Coronavirus: cross-border commuters reeling as HK quarantine plan set to cut off access to jobs, medical care

08-Feb-2020 Intellasia | South China Morning Post | 6:02 AM Print This Post

Cross-border commuters about to have their lives upended by a new 14-day quarantine rule rushed back to Hong Kong on Thursday, with some saying they would be left without access to needed medicine or their jobs when the measure takes effect on Saturday.

Chief Executive Carrie Lam Cheng Yuet-ngor announced on Wednesday that anyone travelling to the city from the mainland would be required to undergo the quarantine as part of stepped-up tactics to contain the coronavirus outbreak.

The news was particularly troubling to Hongkonger Kong Chin, a 59-year-old bus driver and cross-border commuter who lives in Shenzhen with his wife and two children. He said the quarantine arrangement could cost him his job, as he had no place to stay in Hong Kong.

Kong, who drives route 59A between Tuen Mun and Kwai Fong for KMB, returned to Hong Kong on Thursday to talk to his supervisor about his future work arrangement, but decided to take three weeks’ annual leave as he could not secure accommodation in the city.

“I told them I’ll take annual leave. If it is used up, I’ll take unpaid leave,” he said. “I don’t know how long this [arrangement] will last … Maybe it will last until the government lifts [the quarantine requirement].”

Efforts to find a room in Pentahotel in Tuen Mun, the closest district to the Shenzhen Bay port, were to no avail, he said, after staff told him the hotel was fully booked.

But Kong suspected he was not being told the truth. “They feared I would bring along the infectious disease with me in the hotel. That would have a negative impact on them,” he said.

“There’s nothing I can do. I have nowhere to hide in Hong Kong.”

A front-office manager at the hotel told the Post they had turned down a number of recent booking requests, as staffing issues and the “critical” situation in Hong Kong meant the hotel was not using all its available rooms.

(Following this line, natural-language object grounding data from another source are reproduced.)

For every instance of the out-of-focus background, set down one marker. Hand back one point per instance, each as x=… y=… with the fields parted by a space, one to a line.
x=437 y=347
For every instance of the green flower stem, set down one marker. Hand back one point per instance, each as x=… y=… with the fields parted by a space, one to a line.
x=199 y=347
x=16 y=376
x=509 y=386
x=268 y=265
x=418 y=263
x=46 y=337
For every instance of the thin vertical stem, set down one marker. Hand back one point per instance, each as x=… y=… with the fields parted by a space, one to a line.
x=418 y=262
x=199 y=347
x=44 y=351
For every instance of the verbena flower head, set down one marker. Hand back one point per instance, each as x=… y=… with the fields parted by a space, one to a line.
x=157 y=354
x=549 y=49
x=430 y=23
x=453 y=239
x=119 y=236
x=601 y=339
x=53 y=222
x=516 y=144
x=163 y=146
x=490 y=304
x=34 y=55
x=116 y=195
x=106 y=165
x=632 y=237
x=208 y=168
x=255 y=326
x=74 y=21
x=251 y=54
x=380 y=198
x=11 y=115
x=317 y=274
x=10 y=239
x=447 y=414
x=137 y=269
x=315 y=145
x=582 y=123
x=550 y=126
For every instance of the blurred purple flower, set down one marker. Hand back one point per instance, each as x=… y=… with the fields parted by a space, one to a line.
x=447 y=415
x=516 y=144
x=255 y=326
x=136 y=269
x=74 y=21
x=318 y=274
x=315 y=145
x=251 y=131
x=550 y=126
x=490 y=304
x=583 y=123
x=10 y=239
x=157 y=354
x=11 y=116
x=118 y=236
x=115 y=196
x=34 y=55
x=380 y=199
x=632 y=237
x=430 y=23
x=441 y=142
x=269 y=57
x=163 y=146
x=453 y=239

KMB, meanwhile, said the company would maintain close contact with staff and stay in line with the government’s infection control measures.

Those measures, however, were confusing and lacked real planning, Kong said.

Even if I stayed in the quarantine camp for 14 days, what would Hong Kong’s situation be? No one … dares to answer that question … I feel that everyone is talking nonsense

Kong Chin, a regular cross-border commuter

“Even if I stayed in the quarantine camp for 14 days, what would Hong Kong’s situation be?” he asked. “No one, including the chief executive, dares to answer that question … I feel that everyone is talking nonsense.”

For Hongkonger Winston Chan, who now resides in Shenzhen, the quarantine could have direct consequences for his health.

Doubtful of the quality of service on the mainland side, the 68-year-old retiree has been getting regular medical check-ups at Hong Kong’s North District Hospital for his heart disease, diabetes and hypertension. He said the new quarantine policy had forced him to cancel two appointments.

A former valuer at Hang Seng Bank, Chan said his current stock of prescription medication would run out in early March, but he had no plans to come back to Hong Kong to replenish his supply.

“There’s no plan B. The only thing I can do now is to try to stop taking the medication and see how things turn out,” he said.

Tina, a mainlander who lives in Hong Kong and works as a clerk for a Shenzen property development company, rushed back from the mainland on Thursday with her nine-year-old daughter. The two, who had been travelling for the Lunar New Year holiday, returned after finding out the new quarantine measure was about to take effect.

A frequent traveller between the two cities, Tina commuted to work in Shenzhen from her home in Yuen Long, via the Lok Ma Chau border point, before its closure.

She said while the mandatory quarantine for all mainland visitors was understandable, a complete border shutdown was unnecessary to combat the deadly virus.

“The government has already suspended individual travel visas, so people who have no need to travel will not come here. But [the quarantine] will be very inconvenient to many commuters,” she said.

Canadian tutor Felicia Chapman-Omgba, 42, who lives and works in Shenzhen, was on her way back to mainland China on Thursday, after rushing to Hong Kong to pay a quick visit to her friends.

She said many of her expatriate friends had bad information about the new quarantine rules, mistakenly believing that travellers to Hong Kong from anywhere not just across the mainland border were being quarantined.